I mean, that's a string literal, just not a raw string literal :) I'm wondering why the tokanizer doesn't have to make that distinction. Anyway, if it can happen, of course this looks fine.

138 ↗(On Diff #109554)

I thought that's what FirstIndent means? I'm still really confused :)

1015 ↗(On Diff #109554)

Why? I guess my question is: Where do the side effects of breakProtrudingToken and reformatRawStringLiteral differ?

1286–1289 ↗(On Diff #109554)

(2) is an interesting argument. I don't see why (1) holds, though, as we're already doing recursive formatting for child blocks within statements.
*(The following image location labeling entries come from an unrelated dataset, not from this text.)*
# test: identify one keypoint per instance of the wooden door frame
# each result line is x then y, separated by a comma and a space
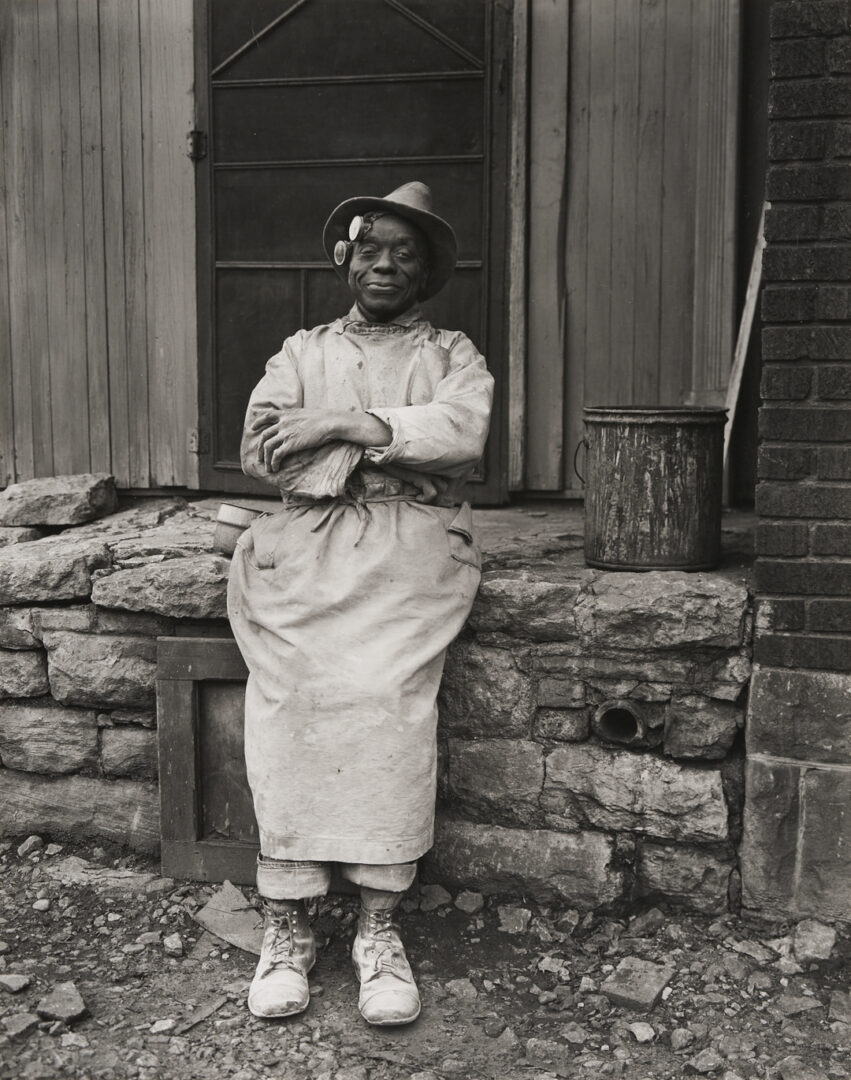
504, 301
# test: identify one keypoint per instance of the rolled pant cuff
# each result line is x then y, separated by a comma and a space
285, 879
393, 877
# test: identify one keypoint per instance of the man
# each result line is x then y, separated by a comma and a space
345, 601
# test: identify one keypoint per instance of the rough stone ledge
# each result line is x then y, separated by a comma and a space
124, 811
581, 868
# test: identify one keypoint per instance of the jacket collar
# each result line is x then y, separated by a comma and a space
355, 316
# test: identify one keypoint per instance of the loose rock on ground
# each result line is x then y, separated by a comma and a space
117, 979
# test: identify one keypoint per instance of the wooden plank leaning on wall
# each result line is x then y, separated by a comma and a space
546, 291
167, 51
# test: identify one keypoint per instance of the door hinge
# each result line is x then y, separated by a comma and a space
199, 442
197, 145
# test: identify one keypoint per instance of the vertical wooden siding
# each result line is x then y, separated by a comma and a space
649, 238
97, 309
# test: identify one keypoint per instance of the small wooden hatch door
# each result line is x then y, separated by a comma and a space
306, 104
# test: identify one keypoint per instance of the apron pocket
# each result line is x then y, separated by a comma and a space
459, 532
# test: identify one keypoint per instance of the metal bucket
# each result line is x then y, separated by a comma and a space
653, 487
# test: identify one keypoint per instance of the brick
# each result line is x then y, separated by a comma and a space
800, 17
799, 714
808, 183
802, 500
807, 264
807, 342
793, 224
825, 847
809, 97
828, 578
838, 56
781, 381
804, 650
835, 223
777, 538
796, 58
829, 617
785, 462
833, 301
807, 424
834, 462
835, 381
769, 840
797, 140
832, 540
775, 613
841, 140
789, 304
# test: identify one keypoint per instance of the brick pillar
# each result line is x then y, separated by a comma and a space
796, 852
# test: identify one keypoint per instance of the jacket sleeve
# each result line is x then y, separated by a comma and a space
447, 435
279, 389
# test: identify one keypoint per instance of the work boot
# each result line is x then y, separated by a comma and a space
388, 991
280, 984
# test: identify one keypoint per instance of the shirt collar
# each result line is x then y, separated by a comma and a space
355, 315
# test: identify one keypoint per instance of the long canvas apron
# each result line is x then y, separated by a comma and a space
343, 613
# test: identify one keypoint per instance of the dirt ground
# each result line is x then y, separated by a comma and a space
510, 990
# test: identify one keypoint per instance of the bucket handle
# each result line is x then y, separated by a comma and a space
580, 444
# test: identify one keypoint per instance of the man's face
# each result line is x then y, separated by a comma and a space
388, 268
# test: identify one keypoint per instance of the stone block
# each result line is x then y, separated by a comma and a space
726, 677
562, 725
58, 500
485, 692
144, 516
501, 774
102, 670
625, 670
55, 568
523, 603
42, 737
636, 983
190, 588
580, 868
630, 792
23, 674
143, 717
561, 693
684, 875
181, 536
824, 851
129, 751
799, 714
769, 840
661, 610
18, 534
123, 811
17, 630
698, 727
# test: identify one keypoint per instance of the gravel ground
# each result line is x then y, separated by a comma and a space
509, 990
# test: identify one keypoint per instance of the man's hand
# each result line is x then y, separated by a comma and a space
292, 430
302, 429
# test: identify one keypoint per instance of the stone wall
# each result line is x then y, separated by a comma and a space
590, 721
797, 845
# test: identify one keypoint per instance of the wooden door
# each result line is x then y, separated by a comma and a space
313, 102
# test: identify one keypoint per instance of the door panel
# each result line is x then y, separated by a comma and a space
314, 102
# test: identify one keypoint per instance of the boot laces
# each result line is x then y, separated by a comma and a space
282, 939
388, 953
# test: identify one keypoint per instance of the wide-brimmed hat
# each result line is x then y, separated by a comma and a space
413, 202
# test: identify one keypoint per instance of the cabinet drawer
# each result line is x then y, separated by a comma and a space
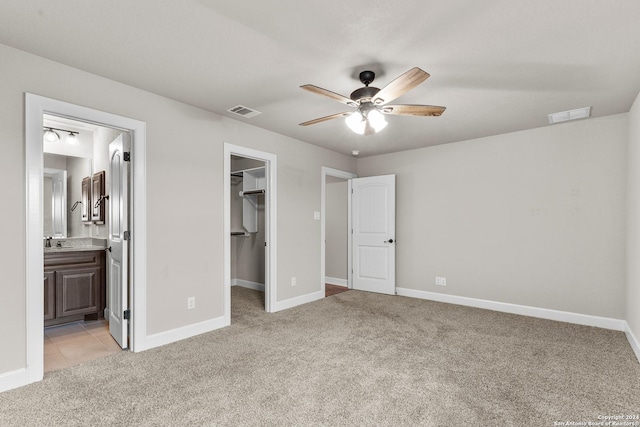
78, 291
81, 258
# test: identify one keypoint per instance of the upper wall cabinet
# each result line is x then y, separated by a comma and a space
97, 197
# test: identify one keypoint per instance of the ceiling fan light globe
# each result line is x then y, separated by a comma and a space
356, 122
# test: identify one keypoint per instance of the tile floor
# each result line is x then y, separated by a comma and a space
333, 289
74, 343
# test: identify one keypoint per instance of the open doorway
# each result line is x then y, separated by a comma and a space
248, 237
77, 227
36, 107
335, 231
249, 225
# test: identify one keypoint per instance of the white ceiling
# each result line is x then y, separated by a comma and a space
497, 65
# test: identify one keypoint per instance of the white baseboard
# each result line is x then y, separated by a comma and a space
336, 281
173, 335
635, 344
13, 379
294, 302
248, 284
523, 310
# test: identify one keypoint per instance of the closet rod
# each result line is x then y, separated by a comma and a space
252, 192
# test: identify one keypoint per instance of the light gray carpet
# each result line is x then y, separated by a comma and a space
350, 359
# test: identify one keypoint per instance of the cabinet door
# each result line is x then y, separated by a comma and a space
78, 291
86, 199
49, 295
97, 203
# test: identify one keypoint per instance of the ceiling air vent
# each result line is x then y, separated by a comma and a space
564, 116
243, 111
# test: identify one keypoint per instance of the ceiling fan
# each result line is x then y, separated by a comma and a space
371, 103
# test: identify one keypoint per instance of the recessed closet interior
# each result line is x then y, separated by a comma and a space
247, 204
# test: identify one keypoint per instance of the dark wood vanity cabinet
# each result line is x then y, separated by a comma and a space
74, 286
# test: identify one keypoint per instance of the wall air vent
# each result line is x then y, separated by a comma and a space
243, 111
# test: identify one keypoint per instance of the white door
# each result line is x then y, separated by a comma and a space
374, 227
118, 269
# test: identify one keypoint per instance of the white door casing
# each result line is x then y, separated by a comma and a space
117, 258
373, 222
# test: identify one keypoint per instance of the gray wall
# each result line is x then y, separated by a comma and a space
633, 222
535, 218
184, 163
336, 202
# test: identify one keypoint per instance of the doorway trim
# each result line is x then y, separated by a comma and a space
35, 107
326, 171
271, 221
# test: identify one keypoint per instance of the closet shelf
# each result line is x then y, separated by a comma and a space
258, 192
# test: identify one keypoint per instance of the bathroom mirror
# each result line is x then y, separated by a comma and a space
62, 192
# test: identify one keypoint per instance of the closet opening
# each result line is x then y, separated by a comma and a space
250, 237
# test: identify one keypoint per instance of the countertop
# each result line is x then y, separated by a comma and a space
73, 249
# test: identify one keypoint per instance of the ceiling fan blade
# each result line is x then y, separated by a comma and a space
329, 94
400, 86
324, 119
412, 110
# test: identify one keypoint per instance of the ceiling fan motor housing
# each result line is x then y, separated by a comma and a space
364, 94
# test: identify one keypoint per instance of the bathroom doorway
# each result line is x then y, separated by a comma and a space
249, 223
81, 258
36, 108
335, 247
77, 220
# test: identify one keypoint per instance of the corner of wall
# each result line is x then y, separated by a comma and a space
633, 228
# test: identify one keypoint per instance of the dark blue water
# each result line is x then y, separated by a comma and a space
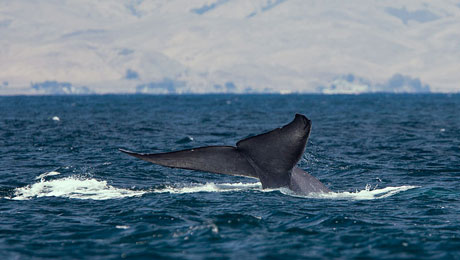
66, 192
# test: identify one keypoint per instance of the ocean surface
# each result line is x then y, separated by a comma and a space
393, 162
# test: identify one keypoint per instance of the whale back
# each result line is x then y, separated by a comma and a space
274, 154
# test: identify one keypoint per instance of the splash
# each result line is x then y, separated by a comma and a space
73, 187
46, 174
211, 187
365, 194
76, 187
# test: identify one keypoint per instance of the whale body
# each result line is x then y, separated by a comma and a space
271, 157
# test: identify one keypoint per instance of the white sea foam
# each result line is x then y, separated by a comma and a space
365, 194
76, 187
46, 174
211, 187
73, 187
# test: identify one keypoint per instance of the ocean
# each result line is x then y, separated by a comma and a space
66, 192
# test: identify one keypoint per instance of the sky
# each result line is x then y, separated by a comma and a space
229, 46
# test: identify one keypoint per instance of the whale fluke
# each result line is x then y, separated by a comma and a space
271, 157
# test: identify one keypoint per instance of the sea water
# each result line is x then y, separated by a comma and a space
392, 162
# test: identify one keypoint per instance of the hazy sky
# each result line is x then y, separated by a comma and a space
201, 46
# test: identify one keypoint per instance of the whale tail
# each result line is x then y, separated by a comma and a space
271, 157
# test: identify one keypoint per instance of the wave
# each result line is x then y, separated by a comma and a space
365, 194
76, 187
211, 187
73, 187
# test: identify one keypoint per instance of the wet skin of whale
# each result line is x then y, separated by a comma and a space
271, 157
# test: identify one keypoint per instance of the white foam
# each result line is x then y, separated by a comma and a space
365, 194
211, 187
46, 174
75, 188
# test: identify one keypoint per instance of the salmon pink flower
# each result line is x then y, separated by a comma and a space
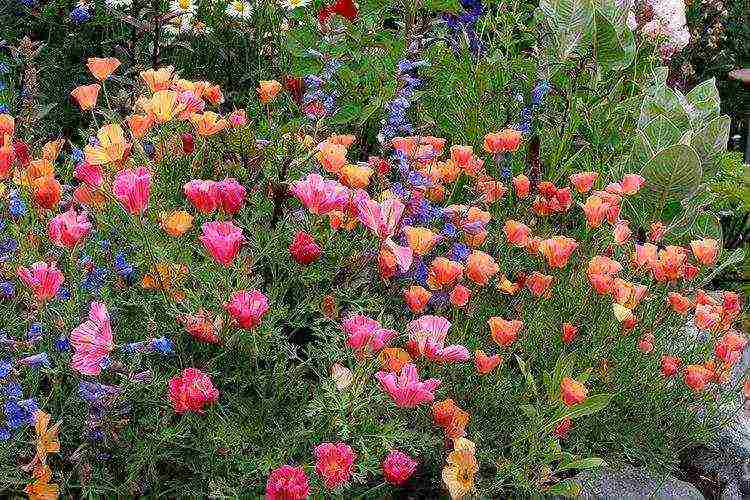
132, 187
521, 185
222, 240
705, 251
92, 341
398, 467
573, 392
287, 483
504, 332
670, 365
460, 296
680, 304
380, 218
485, 364
247, 308
557, 250
480, 267
67, 229
569, 332
334, 463
320, 196
539, 284
406, 390
202, 194
584, 181
303, 249
697, 376
416, 297
191, 391
44, 279
516, 233
507, 140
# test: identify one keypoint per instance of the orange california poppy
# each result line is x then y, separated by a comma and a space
102, 67
86, 96
176, 223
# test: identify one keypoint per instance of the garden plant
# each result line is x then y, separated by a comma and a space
425, 249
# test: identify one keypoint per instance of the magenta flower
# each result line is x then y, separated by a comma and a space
406, 390
131, 187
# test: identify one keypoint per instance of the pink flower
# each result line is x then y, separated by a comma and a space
320, 196
44, 279
334, 463
365, 334
92, 341
66, 229
406, 390
287, 483
231, 195
131, 187
303, 249
381, 218
202, 194
398, 467
192, 391
247, 308
222, 240
90, 174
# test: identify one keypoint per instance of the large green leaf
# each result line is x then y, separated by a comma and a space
612, 49
704, 102
673, 174
709, 142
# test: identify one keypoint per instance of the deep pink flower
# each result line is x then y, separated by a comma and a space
66, 229
398, 467
192, 391
231, 195
247, 308
44, 279
287, 483
131, 187
92, 341
406, 390
90, 174
334, 463
320, 196
303, 249
202, 194
222, 240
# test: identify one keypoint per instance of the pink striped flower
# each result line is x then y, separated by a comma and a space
406, 390
222, 240
44, 279
67, 229
92, 341
131, 187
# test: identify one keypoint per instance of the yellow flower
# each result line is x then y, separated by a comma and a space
111, 146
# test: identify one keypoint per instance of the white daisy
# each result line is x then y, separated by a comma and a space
293, 4
183, 6
239, 9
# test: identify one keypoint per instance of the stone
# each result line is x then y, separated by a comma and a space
629, 482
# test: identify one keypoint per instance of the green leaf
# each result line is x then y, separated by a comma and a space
584, 463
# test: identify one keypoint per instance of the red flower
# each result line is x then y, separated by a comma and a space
303, 249
287, 483
398, 467
192, 391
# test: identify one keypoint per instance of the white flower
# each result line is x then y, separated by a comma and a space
239, 9
118, 4
293, 4
183, 6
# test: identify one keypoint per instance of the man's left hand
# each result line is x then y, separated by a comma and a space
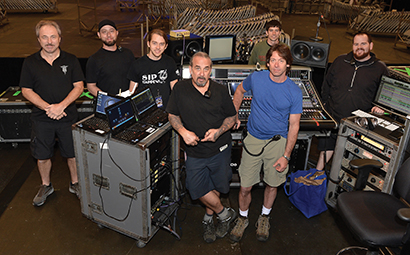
280, 164
210, 136
55, 111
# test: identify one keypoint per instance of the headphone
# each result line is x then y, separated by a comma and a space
369, 123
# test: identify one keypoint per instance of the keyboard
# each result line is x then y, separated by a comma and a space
135, 133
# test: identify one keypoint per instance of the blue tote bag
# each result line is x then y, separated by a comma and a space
307, 191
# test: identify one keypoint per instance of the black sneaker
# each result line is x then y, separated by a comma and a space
42, 194
209, 231
74, 188
223, 225
262, 228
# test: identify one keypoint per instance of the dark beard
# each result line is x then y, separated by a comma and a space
110, 44
362, 56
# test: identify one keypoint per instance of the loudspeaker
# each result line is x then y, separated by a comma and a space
309, 53
187, 47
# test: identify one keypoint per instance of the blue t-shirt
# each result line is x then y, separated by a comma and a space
271, 105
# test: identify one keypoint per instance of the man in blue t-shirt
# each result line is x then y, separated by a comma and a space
273, 128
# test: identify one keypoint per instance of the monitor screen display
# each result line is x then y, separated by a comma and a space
120, 114
143, 101
394, 95
232, 88
103, 101
221, 48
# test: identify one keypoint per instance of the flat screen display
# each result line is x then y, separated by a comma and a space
221, 48
232, 88
119, 114
103, 101
394, 95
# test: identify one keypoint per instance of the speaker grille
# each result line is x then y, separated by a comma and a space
301, 51
309, 53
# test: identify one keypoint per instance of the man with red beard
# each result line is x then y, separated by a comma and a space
107, 68
351, 84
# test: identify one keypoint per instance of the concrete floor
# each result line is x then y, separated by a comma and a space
59, 227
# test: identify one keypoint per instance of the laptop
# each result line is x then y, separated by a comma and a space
147, 110
120, 116
124, 125
98, 123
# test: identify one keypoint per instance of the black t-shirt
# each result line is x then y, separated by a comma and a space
199, 114
109, 69
157, 74
52, 83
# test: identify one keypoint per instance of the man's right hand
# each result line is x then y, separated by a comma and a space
237, 123
190, 138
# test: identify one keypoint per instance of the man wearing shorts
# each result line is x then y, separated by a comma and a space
272, 133
202, 112
52, 79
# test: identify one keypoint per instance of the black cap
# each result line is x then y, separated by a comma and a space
106, 22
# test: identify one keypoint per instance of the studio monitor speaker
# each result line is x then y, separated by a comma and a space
309, 53
187, 47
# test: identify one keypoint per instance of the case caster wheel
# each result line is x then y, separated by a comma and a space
140, 244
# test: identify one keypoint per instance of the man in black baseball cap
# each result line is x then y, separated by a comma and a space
107, 69
106, 22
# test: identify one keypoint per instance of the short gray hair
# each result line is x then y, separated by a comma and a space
42, 23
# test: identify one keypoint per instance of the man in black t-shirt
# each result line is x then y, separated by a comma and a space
156, 70
107, 69
202, 112
52, 79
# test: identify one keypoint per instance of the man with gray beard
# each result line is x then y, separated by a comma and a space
202, 112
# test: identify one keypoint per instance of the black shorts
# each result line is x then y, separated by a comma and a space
327, 143
43, 138
207, 174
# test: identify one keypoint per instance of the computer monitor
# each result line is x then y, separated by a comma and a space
232, 88
221, 48
394, 95
103, 101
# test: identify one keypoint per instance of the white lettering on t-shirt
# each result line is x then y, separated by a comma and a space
155, 78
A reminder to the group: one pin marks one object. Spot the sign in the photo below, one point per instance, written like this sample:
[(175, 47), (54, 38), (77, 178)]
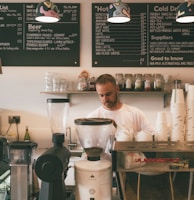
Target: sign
[(26, 42), (152, 38)]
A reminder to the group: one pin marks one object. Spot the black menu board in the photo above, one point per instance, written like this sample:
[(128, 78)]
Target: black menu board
[(152, 38), (26, 42)]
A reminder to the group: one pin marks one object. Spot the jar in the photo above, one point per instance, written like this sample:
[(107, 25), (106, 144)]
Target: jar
[(128, 82), (157, 82), (120, 81), (92, 84), (138, 82), (82, 84), (177, 84), (147, 82), (49, 81)]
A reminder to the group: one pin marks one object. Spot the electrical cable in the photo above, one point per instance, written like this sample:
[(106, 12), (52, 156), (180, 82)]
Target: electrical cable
[(8, 129)]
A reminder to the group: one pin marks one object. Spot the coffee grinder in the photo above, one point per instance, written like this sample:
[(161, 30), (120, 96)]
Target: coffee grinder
[(51, 167), (93, 176), (20, 161)]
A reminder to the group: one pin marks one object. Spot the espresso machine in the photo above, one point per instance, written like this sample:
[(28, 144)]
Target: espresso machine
[(51, 167), (93, 176), (21, 163)]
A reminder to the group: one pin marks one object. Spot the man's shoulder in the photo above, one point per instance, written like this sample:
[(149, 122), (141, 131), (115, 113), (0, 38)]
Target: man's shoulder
[(131, 108)]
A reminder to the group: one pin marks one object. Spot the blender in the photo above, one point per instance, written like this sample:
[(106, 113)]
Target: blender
[(93, 176)]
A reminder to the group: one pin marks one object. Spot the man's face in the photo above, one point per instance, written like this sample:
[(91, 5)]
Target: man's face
[(108, 95)]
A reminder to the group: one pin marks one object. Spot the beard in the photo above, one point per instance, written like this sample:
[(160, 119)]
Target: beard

I'd like to get Daniel's opinion on this point.

1325–1326 ↗(On Diff #109554)

What's the performance difference there?

djasper added inline comments.Aug 4 2017, 6:34 AM
lib/Format/ContinuationIndenter.cpp
1286–1289 ↗(On Diff #109554)

Ok, as for the function itself: It needs a better description of what the estimation does and why.

For the points:

  1. The optimizing formatter can compute the penalty. If the NoLineBreakFormatter is used, then the penalty should be 0 (there should be no line break or column limit violation). The NoColumnLimitFormatter doesn't care about penalties at all, so we can also assume 0.
  1. In what way can it be incompatible?
krasimir marked an inline comment as not done.Aug 4 2017, 8:57 AM
krasimir added inline comments.
lib/Format/ContinuationIndenter.cpp
138 ↗(On Diff #109554)

FirstIndent is the expected indent of the first token of the unwrapped line, which gets propagated, for example, in line breaks. The formatter itself controls it.
FirstStartColumn is where this line starts. The formatter doesn't control it.

Consider:

void f() {
  auto s = R"pb(key1: value1,
      key2: value2,
      key3: value3)pb";
}

To reformat the raw string literal, we need to take into account both the column where key1 starts (that is FirstStartColumn is 16) and the indent we'd like the first unwrapped line to have (that is FirstIndent is 6).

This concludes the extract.